Before the Court is defendant’s motion to transfer this case to the United States District Court for the District of Minnesota under 28 U.S.C. § 1404(a) or in the alternative to dismiss the complaint under Federal Rule of Civil Procedure 12(b)(6). For the reasons explained below, defendant’s motion to transfer is granted, and the Court leaves Rule 12(b)(6) matters to the transferee court.

BACKGROUND

Plaintiff, Yoram Kahn, filed this putative class action against Target Corporation (“Target”) for consumer fraud. Plaintiff alleges that he purchased two kinds of Ritz crackers at a Target store in Niles, Illinois, for which the shelf price was advertised as 30 cents less than what he paid at checkout.

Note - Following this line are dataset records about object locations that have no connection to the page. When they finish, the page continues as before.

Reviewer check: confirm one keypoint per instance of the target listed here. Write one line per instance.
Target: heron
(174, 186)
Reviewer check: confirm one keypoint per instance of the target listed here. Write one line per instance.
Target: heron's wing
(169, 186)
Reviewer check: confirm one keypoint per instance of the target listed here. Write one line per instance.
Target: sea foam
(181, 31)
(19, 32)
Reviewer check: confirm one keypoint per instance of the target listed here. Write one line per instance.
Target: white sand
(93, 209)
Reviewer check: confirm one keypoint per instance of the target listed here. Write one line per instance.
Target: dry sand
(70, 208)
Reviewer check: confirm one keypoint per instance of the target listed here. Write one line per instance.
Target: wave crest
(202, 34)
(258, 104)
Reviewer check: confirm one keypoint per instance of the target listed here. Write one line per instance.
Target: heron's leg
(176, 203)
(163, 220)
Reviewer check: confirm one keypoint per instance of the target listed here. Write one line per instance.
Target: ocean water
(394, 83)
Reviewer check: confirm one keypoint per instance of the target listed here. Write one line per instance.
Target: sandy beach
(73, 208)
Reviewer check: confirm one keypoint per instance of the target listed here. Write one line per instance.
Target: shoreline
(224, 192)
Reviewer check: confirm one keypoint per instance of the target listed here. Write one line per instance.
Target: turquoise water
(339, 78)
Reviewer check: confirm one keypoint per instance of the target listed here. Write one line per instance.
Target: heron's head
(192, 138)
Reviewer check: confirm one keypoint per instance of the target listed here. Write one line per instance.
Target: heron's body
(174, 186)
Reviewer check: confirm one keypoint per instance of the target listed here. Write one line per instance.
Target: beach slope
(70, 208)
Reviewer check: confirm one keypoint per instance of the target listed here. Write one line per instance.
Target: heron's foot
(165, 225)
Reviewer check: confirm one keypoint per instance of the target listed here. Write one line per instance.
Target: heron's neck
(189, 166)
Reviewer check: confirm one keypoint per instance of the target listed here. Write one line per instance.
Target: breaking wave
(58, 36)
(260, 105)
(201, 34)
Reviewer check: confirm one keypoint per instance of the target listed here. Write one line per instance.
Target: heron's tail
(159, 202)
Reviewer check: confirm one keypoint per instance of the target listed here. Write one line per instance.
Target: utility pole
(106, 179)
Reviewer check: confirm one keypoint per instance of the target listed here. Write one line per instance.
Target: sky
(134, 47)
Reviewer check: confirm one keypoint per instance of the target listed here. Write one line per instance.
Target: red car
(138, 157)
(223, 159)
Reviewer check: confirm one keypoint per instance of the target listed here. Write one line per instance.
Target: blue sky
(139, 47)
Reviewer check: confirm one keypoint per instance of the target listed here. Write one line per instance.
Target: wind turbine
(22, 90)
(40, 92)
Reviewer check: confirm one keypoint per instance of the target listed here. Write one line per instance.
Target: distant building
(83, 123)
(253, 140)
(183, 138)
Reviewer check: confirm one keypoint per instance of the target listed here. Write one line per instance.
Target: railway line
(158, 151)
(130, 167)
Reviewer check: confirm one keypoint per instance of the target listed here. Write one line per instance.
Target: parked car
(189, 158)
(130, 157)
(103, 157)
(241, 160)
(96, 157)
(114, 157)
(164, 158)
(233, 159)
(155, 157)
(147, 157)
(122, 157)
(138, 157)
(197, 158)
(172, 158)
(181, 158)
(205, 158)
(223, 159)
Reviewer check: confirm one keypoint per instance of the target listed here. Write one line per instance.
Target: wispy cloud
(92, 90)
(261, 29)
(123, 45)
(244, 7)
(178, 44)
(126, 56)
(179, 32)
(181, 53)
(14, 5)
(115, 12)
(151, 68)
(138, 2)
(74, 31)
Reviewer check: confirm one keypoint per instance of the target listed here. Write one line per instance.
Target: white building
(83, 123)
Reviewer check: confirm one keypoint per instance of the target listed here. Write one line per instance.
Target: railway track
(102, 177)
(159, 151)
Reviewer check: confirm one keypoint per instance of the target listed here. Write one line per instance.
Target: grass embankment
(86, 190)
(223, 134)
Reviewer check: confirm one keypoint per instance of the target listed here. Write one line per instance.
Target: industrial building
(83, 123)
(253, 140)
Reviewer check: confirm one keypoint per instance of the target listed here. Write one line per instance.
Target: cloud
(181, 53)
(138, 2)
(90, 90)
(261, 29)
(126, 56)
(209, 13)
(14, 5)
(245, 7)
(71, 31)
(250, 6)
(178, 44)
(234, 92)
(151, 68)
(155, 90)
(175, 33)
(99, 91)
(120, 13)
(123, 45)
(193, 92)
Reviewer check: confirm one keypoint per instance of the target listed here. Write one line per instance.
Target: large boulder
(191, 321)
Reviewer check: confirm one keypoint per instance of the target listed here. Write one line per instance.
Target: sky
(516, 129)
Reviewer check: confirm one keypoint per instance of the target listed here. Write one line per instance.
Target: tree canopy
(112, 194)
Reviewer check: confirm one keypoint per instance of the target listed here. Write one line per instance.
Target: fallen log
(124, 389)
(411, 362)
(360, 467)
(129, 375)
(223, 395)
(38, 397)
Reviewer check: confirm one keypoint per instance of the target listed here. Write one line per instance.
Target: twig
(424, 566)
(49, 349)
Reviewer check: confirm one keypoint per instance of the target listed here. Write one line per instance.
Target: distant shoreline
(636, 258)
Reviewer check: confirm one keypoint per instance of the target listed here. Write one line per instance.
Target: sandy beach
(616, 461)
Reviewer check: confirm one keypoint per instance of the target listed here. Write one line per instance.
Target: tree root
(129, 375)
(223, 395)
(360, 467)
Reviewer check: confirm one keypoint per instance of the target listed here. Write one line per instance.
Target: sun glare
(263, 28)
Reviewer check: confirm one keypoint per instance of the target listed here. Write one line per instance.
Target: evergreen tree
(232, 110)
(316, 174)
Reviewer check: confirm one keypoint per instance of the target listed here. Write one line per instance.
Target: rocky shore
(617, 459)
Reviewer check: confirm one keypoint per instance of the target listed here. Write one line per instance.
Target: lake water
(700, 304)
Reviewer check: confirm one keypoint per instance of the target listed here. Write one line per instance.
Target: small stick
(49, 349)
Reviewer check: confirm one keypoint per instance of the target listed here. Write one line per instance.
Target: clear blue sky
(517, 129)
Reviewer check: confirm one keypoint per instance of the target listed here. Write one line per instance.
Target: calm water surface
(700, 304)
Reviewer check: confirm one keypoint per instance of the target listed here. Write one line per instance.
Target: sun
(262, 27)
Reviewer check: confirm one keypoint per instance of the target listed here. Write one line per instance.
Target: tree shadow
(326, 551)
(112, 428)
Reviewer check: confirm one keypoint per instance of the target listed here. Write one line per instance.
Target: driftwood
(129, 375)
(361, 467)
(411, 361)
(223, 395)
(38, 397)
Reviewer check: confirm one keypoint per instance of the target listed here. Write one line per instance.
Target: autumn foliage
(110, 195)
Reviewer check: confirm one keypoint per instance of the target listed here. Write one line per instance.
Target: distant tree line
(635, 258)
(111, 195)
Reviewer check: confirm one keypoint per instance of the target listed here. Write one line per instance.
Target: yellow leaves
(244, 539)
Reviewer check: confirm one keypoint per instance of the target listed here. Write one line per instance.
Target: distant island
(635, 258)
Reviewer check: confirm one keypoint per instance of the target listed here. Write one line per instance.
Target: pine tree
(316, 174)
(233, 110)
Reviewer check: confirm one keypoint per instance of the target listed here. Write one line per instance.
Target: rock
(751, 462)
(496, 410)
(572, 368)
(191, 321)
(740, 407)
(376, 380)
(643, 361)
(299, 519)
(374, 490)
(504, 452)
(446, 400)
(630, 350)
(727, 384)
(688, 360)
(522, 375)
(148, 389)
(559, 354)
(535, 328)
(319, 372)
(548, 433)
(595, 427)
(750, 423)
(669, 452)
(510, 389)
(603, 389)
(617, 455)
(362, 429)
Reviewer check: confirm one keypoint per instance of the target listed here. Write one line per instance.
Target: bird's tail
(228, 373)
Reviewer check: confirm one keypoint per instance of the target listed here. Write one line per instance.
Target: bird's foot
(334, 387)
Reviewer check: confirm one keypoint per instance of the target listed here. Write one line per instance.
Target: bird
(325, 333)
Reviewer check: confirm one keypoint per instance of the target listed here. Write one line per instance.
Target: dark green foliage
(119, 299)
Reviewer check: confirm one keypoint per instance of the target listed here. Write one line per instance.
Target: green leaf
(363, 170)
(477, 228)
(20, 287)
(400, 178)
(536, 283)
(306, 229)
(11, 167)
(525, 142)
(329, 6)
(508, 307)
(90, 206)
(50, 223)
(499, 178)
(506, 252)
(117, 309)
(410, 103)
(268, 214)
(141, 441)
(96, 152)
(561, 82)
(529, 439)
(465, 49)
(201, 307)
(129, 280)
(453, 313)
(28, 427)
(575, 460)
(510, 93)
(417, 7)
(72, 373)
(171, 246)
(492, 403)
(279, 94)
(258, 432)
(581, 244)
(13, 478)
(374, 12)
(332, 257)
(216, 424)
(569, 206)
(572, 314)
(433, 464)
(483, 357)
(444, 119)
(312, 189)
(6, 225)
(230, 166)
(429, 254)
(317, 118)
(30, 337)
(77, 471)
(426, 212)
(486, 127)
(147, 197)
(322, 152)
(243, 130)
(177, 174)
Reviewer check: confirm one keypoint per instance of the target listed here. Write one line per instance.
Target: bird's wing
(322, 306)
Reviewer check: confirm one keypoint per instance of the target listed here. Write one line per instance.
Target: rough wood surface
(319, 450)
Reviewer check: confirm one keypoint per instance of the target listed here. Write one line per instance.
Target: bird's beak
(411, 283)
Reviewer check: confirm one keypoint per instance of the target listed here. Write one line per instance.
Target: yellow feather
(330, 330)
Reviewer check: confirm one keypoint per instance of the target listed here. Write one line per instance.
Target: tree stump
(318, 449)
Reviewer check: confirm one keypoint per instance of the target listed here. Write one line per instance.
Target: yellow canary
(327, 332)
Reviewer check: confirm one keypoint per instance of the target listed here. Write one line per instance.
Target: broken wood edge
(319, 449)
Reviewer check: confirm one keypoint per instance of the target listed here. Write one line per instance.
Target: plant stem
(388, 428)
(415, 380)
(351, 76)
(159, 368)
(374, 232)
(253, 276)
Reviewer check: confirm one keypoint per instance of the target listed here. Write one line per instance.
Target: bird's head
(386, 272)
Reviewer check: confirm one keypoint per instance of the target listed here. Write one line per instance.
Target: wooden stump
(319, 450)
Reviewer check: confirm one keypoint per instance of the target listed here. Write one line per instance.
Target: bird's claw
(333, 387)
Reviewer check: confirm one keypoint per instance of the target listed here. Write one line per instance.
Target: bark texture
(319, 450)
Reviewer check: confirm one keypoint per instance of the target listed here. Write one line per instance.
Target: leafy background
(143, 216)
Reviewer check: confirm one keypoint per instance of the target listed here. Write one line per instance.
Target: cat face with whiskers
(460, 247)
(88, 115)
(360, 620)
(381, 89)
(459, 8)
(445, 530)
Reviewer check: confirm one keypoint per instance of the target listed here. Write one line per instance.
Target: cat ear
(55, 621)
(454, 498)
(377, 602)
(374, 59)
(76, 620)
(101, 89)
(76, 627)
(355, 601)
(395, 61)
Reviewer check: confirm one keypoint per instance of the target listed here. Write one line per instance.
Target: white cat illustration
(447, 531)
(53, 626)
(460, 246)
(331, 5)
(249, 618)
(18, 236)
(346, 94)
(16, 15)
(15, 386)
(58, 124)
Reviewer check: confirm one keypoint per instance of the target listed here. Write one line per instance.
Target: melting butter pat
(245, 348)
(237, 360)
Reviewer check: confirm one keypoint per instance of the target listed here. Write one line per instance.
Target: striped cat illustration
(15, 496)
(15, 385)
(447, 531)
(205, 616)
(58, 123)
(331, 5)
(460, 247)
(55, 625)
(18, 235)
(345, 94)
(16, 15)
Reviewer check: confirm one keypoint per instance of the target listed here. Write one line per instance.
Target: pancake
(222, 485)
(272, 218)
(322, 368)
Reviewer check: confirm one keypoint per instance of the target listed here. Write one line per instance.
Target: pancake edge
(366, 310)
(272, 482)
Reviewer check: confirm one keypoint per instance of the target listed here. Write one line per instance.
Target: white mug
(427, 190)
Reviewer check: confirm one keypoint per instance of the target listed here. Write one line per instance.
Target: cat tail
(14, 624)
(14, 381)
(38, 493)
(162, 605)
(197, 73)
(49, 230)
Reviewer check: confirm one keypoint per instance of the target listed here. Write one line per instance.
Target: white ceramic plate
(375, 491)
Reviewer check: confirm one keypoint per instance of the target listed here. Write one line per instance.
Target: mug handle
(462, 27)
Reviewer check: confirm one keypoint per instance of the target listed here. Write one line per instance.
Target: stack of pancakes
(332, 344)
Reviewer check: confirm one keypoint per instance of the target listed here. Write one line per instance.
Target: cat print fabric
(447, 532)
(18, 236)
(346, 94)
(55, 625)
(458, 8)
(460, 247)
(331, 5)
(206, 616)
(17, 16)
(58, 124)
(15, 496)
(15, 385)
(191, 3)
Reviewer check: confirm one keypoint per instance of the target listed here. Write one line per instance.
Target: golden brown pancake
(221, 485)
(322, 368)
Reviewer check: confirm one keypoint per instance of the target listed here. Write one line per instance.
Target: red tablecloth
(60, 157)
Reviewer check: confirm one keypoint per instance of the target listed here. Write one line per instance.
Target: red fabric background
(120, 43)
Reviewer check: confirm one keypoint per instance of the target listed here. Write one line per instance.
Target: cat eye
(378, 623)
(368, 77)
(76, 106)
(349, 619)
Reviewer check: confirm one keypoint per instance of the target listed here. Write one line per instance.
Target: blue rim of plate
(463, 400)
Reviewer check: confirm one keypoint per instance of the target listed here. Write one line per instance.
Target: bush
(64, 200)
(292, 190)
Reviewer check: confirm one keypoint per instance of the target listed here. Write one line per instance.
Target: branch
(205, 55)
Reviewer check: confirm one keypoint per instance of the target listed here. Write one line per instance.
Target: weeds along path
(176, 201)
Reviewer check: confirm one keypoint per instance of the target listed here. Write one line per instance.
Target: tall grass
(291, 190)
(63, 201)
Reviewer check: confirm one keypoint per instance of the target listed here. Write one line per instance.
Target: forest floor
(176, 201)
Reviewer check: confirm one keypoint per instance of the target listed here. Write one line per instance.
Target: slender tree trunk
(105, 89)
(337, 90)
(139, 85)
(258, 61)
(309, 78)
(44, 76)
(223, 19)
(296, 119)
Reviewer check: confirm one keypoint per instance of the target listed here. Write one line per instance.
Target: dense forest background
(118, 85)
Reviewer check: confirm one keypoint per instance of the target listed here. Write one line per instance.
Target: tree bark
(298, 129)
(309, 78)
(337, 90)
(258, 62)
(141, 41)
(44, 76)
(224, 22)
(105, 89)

Plaintiff further alleges that nationwide, Target frequently falsely advertises one price for certain merchandise on its shelf signs and displays only to charge a higher price at checkout and that it has been fined by at least two state agencies for charging higher prices than it had advertised.

In his complaint, plaintiff asserts claims for violation of the following: the Illinois Consumer Fraud and Deceptive Business Practices Act, 815 ILCS 505/1 (Count I) and the Illinois Uniform Deceptive Trade Practices Act, 815 ILCS 510/2 (Count II), on behalf of a class of persons who purchased merchandise from a Target store in Illinois and paid higher prices than what was advertised on the shelf; the consumer-protection laws of Illinois and approximately thirty other states with “similar laws” (Count III), on behalf of a class of persons who purchased merchandise from a Target store in those states and paid higher prices than what was advertised on the shelf; and the Uniform Deceptive Trade Practices Act (Count IV), on behalf of a class of persons who purchased merchandise from a Target store in Illinois or any of nearly fifteen other states with “similar” UDTPA laws and paid higher prices than what was advertised on the shelf. In Count V, plaintiff pleads in the alternative that Target was unjustly enriched and asserts the claim on behalf of a nationwide class of persons who purchased merchandise from a Target store in the United States and paid higher prices than what was advertised on the shelf. (ECF No. 1, Compl.)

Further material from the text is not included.